The NBN was the Australian government's response to a dominant carrier that would not engage in government's attempts to guide industry to develop an equitable access network beyond that delivered off the telephony copper that existed in the street (the 2007 RFP).

That ‘initiative' sees us return the good old bad old days when government owned most of the street infrastructure used to deliver telecommunications, and of course it has been in their interest as a provider to weaken consumer controls that otherwise gave some measure of protection of service levels.

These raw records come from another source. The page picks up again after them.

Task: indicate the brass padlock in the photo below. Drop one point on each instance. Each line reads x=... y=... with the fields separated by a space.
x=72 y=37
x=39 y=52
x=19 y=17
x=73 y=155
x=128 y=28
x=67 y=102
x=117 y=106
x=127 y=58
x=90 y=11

The above graph shows the performance of my ADSL broadband Internet access which reliably achieved  greater than 7Mb/s when I moved here in 2009 but fell to around 0.5Mb/s. A recent upgrade has seen around 2Mb/s fairly reliably, though not enough for reliable IPTV, a stunning improvement on the previous 3+ years.

nbn01

More than eight years after the futures for carriers was thrown up in the air by Minister Conroy, and six years after the NBN was announced, after years of median speeds at 10% of access service speed but 100% prices, we have seen the first signs of NBN arriving in the neighborhood… the cable pit above near the existing Telstra RIM at the end of the street.

Expectation is a FTTN deployment with access speed limited to 100Mb/s (which Minister Conroy assured us we needed back in 2009). It seems most people are subscribing to a 25Mb/s service, though by all accounts median speed is well below that (no consumer protection on advertised speed, a free kick to the government owned infrastructure provider).

With any luck (and there is a lot of luck involved in broadband delivery, it being a political football), we might see service available some time next year. The worrying thing is that there is an election early in the new year, and the last election put a stay on all rollout whilst strategies were reviewed… government pretending to be a business.